After aligning paired-end 100bp reads to a reference genome, I am getting very low properly paired percentage:
369208441 0 total (QC-passed reads + QC-failed reads)
8985531 0 secondary
289733341 0 mapped
78.47% N/A mapped %
360222910 0 paired in sequencing
180111455 0 read1
180111455 0 read2
1393338 0 properly paired
0.39% N/A properly paired %
280747810 0 with itself and mate mapped
0 0 singletons
0.00% N/A singletons %
39590468 0 with mate mapped to a different chr
0 0 with mate mapped to a different chr (mapQ>=5)
I followed GATK best practices to align paired-end short-read data to a reference genome. I downloaded the short-read data from NCBI SRA into fastq files using SRA toolkit's fastq-dump, converted the fastq files into unmapped bam using Picard FastqToSam, and marked adapters using Picard MarkIlluminaAdapters. I then piped Picard SamToFastq, bwa mem, and Picard MergeBamAlignment. To get stats on the alignment, I used samtools flagstat. For several of my samples, the alignment went great (90% mapped, 80% properly paired). However, for a couple of my samples, the properly paired percentage was well below 1%. I'm wondering how I could have a normal amount of reads mapping (~78%) but have only .39% of those reads properly paired.
I have double-checked that my fastq files from fastq-dump have identical read counts, and that they are properly interleaved after Picard FastqToSam. I additionally ran Picard ValidateSamFile to troubleshoot the file output by MergeBamAlignment and found no errors.
check some of your improperly paired reads. Usually they get marked like that only if either one of the reads does not map or if both get mapped and the distance between the outermost coordinates is either too large or too little.
it is possible that your reads overlap (a good deal) and get marked as improper pair for that reason.
I found the source of my issue. The data I've downloaded from NCBI is supposed to be paired-end reads of 100 bp length. However, the forward and reverse reads are identical, which must have been a mistake during NBCI SRA submission. Am I just out of luck at this point? Or should I contact the researcher who submitted the data to NCBI SRA?

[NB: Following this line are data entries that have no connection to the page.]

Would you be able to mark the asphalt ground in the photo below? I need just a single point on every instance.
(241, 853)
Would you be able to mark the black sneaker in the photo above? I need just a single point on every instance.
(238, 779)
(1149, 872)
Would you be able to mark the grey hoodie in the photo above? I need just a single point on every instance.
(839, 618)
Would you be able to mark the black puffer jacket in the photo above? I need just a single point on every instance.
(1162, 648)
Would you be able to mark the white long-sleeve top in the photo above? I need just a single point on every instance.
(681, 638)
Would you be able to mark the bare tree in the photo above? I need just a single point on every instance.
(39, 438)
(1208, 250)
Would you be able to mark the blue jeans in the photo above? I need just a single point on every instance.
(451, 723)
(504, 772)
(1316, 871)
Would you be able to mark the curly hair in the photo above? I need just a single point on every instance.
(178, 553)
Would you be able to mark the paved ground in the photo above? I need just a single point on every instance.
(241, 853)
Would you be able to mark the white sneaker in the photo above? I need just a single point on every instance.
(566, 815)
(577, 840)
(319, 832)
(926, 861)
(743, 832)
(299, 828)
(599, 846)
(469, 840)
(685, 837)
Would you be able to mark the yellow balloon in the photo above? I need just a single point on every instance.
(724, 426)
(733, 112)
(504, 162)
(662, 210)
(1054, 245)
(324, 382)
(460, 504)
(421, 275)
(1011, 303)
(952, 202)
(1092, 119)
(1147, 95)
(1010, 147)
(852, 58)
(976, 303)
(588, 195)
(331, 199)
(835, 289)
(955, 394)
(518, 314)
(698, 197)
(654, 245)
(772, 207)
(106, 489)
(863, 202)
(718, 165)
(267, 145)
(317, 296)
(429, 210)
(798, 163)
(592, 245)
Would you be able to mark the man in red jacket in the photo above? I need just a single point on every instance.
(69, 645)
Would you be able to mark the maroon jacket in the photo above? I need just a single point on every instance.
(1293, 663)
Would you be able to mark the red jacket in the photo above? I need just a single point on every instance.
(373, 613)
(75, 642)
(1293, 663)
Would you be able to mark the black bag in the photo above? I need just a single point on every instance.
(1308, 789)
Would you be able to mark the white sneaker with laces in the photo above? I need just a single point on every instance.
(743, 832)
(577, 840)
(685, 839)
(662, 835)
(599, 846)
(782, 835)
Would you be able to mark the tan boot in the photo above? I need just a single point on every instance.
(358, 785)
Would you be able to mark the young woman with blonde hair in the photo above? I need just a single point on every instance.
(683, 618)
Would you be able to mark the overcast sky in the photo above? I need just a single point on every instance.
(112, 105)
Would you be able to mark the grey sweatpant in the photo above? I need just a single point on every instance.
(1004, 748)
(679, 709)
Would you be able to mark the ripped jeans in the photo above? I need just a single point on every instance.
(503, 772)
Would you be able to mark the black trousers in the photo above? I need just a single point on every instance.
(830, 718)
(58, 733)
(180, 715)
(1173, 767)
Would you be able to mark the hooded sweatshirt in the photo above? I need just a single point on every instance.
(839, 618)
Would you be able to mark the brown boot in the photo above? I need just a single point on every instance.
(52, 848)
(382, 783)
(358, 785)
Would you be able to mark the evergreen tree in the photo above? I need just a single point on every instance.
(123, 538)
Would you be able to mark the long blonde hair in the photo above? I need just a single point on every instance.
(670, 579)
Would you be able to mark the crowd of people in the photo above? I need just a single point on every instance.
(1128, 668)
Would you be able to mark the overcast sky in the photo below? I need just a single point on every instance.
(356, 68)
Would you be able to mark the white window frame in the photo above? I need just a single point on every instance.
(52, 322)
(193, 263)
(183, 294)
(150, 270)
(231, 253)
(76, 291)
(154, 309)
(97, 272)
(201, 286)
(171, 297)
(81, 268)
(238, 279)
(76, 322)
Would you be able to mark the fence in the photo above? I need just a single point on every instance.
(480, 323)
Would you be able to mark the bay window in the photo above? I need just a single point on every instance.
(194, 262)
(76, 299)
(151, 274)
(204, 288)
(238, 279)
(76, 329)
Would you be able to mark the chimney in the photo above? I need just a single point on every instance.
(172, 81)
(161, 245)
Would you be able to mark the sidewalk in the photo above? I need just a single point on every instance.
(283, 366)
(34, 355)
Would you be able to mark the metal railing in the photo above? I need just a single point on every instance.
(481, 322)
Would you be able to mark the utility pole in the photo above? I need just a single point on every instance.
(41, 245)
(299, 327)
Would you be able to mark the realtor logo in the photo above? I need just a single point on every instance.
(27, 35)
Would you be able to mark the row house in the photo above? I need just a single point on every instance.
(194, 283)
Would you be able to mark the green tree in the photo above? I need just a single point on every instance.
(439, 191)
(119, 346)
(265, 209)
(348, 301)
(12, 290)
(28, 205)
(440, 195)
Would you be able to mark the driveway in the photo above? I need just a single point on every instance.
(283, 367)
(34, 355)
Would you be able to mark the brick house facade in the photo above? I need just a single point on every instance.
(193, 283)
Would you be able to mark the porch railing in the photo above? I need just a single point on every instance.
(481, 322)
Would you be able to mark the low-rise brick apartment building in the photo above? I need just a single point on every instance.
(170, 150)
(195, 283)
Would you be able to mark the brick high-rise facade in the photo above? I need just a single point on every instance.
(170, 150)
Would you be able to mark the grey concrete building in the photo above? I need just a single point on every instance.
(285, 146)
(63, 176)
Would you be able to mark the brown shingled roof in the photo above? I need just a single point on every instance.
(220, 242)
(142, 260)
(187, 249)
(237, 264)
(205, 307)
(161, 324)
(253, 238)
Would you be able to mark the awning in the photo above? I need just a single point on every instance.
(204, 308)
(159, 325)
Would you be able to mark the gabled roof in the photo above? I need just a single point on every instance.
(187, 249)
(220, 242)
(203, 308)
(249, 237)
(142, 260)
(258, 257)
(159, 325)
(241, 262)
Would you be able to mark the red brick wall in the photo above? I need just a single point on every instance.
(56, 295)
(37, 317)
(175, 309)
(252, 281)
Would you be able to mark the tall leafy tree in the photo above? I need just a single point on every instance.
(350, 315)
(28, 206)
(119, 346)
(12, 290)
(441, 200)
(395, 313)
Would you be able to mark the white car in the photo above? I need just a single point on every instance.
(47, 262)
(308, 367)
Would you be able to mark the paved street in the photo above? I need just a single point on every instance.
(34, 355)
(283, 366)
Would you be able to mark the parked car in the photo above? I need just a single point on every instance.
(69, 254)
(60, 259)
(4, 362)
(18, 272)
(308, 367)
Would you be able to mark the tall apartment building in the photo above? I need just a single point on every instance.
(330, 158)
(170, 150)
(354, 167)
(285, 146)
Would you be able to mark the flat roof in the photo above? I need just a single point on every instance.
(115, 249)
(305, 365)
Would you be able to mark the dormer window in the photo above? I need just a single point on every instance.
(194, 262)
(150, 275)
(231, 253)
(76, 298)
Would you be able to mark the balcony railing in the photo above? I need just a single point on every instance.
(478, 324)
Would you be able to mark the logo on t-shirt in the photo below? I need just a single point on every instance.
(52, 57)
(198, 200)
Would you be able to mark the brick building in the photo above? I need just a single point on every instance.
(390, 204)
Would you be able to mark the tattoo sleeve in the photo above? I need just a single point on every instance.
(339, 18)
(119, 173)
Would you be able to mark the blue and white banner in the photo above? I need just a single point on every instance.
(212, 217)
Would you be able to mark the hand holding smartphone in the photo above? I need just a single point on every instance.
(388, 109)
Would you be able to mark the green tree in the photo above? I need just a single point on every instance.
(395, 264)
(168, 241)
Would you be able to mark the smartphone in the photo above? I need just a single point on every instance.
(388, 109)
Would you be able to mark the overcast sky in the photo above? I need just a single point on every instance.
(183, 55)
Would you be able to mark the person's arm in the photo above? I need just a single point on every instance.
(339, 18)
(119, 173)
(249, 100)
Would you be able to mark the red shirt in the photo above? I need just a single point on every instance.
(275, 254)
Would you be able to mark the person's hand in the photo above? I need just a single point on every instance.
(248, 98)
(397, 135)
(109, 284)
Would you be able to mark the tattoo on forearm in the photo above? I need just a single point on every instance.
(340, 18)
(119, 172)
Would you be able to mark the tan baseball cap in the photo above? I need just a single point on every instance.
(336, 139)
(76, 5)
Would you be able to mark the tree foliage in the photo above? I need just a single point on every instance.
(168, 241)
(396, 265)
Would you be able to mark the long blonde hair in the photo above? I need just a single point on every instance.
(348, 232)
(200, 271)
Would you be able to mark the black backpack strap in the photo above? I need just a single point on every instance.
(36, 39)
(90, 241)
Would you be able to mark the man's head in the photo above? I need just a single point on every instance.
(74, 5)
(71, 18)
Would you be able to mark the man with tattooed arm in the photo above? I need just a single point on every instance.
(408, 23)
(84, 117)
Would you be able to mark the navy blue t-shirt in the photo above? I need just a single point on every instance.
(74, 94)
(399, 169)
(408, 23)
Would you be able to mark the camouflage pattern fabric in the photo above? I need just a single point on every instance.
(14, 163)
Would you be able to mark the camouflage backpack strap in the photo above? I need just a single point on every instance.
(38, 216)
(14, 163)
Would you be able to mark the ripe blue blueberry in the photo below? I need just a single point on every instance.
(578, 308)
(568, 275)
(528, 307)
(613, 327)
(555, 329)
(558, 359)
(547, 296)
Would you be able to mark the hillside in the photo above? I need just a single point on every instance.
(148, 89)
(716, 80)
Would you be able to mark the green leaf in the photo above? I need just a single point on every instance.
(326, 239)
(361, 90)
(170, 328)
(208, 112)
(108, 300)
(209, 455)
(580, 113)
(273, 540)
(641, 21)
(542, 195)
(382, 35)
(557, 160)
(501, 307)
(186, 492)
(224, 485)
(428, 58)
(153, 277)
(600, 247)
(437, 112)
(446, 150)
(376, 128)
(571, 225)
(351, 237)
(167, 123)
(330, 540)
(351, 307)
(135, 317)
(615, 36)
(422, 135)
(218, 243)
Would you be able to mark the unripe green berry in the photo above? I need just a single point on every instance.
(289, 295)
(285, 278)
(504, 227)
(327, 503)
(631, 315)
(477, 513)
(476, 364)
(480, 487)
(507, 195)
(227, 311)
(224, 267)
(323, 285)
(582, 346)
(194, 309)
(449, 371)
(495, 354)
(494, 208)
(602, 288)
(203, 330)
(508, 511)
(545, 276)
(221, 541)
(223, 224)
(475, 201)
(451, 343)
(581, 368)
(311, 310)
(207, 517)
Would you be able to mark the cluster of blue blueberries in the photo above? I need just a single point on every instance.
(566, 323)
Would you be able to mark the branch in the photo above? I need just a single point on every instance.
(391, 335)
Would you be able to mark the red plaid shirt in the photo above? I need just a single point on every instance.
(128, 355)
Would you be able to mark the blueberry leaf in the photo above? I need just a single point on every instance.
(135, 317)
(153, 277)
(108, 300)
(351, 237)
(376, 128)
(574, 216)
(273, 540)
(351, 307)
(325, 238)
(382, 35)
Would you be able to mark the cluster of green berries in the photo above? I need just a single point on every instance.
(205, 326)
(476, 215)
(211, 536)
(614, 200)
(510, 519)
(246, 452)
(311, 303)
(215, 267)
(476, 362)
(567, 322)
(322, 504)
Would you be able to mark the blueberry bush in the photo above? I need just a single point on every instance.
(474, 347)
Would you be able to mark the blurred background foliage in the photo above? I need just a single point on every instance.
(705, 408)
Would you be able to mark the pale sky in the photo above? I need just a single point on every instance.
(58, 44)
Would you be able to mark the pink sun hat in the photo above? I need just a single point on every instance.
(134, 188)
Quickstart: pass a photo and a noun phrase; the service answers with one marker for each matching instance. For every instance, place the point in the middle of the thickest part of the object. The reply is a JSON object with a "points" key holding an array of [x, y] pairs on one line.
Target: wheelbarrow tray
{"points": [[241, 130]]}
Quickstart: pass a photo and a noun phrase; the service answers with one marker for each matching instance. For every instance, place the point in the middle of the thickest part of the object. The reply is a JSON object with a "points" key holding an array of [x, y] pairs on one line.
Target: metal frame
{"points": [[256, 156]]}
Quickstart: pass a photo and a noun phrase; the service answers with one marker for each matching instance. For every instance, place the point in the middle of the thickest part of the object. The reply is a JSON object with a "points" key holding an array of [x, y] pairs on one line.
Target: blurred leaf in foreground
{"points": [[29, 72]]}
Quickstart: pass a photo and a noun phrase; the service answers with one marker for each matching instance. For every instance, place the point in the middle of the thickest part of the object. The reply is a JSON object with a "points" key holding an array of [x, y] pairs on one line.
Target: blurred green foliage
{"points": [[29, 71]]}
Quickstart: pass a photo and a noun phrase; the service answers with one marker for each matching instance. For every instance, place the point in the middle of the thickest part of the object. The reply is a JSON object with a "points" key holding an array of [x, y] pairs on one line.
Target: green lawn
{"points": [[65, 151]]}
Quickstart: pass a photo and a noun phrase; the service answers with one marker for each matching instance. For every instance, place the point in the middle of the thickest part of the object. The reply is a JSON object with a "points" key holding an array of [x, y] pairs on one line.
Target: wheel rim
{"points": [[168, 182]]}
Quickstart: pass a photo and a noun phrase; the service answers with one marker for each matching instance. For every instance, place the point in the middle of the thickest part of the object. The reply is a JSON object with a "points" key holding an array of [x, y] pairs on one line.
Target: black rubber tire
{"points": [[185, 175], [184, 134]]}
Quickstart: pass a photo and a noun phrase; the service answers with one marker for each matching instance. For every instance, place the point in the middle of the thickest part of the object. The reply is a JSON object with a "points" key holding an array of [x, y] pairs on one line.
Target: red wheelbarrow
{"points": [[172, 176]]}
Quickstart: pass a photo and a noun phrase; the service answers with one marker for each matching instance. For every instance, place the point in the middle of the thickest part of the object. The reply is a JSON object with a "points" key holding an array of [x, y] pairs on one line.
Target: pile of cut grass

yes, contact the original submitter and tell NCBI (via the info email address) as well, they may put more pressure on the submitter
Which accession number is this so we can take a look and let you know for sure. Did you use
--split-files
option when you dumped the reads from SRA using fastq-dump?Also look at these lines:
seems to indicate that your mates map to different chromosomes
Please don't delete posts that have already gotten answers and generated discussion. Biostars is meant to serve as a repository of good questions and answers, so it's a shame to see any of them removed.